便是他们知道是哪个人做的,也不会配合咱们。”
“那依韩千户所说,咱们就不继续查了?”
“你……”
眼见两位千户拌嘴,陈云帆哑然失笑,抬手制止说道:
“我有个好主意。”
韩瑞宣止住话,拱手道:“陈参政请说。”
陈云帆指了指北面说:“山族那位山婆婆的孙女就在萧家。”
“若她能出面,府城内的山族人定然听命。

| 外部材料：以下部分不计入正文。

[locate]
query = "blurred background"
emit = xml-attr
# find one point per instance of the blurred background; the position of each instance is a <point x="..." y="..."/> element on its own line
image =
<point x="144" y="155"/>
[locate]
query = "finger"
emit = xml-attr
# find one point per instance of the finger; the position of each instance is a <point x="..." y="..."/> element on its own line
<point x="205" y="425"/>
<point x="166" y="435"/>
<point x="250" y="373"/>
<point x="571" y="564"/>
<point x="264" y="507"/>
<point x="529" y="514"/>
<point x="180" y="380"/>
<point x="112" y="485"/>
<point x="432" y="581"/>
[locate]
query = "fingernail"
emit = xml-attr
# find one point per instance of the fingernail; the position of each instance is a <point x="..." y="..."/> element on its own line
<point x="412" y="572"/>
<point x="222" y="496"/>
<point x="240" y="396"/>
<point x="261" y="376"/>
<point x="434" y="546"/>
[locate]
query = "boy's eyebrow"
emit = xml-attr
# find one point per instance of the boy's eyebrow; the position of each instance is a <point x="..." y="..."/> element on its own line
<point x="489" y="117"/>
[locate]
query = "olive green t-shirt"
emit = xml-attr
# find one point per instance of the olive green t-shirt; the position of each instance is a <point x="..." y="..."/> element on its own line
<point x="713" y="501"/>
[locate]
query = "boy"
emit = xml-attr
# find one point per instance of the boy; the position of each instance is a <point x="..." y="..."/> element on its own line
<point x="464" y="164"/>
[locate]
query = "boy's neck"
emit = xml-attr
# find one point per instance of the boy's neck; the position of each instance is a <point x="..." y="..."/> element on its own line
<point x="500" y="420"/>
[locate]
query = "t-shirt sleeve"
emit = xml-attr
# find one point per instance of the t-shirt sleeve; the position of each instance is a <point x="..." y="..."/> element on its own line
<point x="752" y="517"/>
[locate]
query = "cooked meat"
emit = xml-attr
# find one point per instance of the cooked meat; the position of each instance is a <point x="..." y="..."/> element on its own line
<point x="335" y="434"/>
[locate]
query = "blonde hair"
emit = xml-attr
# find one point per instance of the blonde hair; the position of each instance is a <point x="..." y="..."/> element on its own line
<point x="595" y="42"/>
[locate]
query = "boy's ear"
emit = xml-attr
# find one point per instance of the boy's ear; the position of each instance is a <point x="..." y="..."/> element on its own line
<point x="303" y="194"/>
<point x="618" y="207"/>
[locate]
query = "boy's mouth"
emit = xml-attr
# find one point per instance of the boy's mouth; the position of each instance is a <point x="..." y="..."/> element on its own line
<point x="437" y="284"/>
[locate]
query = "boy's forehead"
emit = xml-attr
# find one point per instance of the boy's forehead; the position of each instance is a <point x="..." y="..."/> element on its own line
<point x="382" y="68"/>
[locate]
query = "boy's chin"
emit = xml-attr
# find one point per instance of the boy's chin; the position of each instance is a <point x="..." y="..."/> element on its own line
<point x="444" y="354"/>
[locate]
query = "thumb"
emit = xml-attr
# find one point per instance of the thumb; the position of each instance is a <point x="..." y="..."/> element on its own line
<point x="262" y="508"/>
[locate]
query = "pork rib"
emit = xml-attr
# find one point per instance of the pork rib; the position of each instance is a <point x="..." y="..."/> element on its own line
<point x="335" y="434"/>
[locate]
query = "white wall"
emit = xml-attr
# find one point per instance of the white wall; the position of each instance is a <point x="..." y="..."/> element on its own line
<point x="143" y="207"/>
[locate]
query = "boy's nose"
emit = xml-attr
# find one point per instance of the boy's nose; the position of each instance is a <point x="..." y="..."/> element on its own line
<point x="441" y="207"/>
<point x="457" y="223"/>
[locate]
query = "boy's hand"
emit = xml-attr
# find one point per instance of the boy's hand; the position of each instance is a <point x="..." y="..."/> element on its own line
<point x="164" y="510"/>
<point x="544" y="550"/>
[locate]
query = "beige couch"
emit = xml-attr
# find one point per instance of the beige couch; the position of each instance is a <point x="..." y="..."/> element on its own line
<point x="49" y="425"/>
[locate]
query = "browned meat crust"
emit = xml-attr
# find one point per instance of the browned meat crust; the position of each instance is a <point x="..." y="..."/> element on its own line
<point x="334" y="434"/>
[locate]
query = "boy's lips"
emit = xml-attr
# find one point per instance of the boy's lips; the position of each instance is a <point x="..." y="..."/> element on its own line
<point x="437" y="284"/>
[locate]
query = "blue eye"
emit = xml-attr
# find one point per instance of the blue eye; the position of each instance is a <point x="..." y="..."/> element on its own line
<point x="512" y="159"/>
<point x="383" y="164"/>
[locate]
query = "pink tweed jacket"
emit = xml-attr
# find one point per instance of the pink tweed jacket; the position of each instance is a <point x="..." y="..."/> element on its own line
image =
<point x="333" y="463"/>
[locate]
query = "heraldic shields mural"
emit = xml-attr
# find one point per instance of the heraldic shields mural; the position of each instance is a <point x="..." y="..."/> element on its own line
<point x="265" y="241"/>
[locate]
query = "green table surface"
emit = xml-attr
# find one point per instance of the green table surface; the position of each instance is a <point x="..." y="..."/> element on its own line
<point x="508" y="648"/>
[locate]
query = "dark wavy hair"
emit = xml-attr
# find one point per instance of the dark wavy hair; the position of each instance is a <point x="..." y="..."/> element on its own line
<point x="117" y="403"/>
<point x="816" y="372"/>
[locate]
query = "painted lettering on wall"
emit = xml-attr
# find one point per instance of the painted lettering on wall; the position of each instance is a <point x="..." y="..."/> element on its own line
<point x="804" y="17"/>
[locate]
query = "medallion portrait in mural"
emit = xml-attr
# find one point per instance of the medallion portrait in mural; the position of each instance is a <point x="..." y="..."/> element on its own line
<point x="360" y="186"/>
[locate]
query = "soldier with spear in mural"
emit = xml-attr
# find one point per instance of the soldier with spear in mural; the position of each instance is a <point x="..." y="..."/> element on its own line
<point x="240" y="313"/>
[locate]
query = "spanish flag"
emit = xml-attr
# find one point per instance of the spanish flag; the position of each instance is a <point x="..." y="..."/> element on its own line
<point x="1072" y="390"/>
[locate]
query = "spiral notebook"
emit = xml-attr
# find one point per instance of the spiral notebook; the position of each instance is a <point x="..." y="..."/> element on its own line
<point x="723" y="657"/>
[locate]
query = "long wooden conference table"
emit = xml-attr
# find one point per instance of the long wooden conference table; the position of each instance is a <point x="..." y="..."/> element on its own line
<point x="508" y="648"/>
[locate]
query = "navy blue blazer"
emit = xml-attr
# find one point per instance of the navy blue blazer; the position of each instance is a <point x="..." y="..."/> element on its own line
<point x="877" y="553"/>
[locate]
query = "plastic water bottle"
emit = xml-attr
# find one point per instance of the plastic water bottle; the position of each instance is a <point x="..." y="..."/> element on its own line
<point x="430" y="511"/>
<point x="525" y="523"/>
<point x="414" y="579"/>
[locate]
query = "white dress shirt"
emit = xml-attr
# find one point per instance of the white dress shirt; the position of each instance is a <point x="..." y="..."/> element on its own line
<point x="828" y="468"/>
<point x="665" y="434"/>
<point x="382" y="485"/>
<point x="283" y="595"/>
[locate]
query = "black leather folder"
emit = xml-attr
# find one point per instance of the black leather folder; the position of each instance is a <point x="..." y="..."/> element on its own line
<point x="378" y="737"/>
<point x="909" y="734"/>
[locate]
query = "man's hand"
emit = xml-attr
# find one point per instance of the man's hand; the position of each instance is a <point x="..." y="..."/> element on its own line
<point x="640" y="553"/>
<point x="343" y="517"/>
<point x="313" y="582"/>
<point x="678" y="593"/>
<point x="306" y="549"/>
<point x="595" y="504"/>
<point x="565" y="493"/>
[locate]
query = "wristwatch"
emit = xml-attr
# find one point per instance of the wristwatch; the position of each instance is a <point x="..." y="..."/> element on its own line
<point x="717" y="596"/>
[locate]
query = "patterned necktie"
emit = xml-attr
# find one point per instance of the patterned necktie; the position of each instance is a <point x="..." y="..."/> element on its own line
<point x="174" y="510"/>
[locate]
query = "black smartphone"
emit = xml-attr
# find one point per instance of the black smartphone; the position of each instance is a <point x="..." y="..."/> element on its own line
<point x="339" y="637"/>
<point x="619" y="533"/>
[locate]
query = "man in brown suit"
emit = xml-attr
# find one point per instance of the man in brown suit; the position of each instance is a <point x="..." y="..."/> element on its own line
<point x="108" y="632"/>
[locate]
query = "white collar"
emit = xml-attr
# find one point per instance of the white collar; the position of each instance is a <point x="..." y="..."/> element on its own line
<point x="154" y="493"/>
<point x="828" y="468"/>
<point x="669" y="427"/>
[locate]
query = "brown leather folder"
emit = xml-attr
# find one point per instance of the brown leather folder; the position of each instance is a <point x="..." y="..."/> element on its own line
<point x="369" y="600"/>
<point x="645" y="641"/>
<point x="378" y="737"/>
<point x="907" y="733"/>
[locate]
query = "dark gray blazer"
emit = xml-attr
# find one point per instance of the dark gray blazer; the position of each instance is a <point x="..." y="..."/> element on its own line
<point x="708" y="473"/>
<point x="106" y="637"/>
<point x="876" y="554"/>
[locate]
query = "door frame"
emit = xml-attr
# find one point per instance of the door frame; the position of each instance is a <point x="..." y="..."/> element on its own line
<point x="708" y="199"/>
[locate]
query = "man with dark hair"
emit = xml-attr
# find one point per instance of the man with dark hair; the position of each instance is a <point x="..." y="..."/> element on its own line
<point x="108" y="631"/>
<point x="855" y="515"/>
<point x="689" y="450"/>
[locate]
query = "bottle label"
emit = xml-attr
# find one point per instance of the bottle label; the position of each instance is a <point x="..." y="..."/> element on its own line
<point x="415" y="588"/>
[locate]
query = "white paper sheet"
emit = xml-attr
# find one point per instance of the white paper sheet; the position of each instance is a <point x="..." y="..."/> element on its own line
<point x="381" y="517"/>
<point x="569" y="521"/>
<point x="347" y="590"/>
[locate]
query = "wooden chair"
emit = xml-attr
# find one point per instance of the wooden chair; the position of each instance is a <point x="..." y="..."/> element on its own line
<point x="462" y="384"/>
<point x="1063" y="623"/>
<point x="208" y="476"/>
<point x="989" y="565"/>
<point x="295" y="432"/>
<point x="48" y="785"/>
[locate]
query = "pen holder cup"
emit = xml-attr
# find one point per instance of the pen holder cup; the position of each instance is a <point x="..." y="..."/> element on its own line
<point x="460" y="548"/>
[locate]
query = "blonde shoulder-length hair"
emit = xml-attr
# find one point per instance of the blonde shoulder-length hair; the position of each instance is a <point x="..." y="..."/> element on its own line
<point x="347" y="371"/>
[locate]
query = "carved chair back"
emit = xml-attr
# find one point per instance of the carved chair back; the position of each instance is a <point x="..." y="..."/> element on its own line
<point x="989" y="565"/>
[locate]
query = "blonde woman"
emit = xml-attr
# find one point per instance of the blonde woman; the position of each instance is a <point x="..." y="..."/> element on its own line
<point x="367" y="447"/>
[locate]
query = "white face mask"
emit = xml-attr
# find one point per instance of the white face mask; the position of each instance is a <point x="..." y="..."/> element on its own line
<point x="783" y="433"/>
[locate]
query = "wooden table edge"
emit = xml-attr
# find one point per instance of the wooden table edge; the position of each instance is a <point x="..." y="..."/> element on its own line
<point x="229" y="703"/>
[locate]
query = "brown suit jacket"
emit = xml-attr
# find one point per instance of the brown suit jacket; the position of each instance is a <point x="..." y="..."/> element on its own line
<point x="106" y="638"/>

”
哪知他刚一说完,就见韩瑞宣和方红袖脸色都有些许变化。
“这……只怕不妥……”
陈云帆看着两人,挑眉说:“你要查山族,必然绕不开裴琯璃,有何不妥?”
“不是裴姑娘,而是……”
方红袖看了一眼韩瑞宣,没再继续说下去。
韩瑞宣面露苦笑,推说先回衙门从长计议。
若是晌午他们没有去拜访老太爷,或许还能去找一找山族的裴琯璃。
这时候再去,估摸着定远侯府的人怕是会把他们赶出来。
陈云帆猜到两人有所隐瞒,便也不再多说,默默想道:
“这件事太过蹊跷……说不得要让逸弟出面……”
……
阴雨淅沥。
萧家宅邸外面,车马往来不绝。
前些时日是蜀州府城内的大小家族,近几日多是临近府城县镇的门阀。
譬如广原县傅家。
譬如广垵县林家。
萧老太爷或有意或无意的散布些消息出去,这些人便都登门拜访。
车驾之多,使得陈逸、萧婉儿的车驾都等候片刻,方才驶入前院。
萧婉儿兀自有些心惊。
先前的一幕,着实让她有些触动。
不单单是马书翰被杀和徐季同的自杀,而是事情变化太快。
前脚马书翰刚针对陈逸,当众评他岁考五等。
后脚按察使司汤梓辛来人欲要带走马书翰。
结果还没等马书翰去到按察使司衙门,他就被人当街枭首。
且刺死他的人还是按察使司的五品官。
萧婉儿虽是自小体弱多病,见惯了人情冷暖,也曾遭逢劫难,被杜苍掳走。
但像今日这般曲折的事,她还是头一回经历。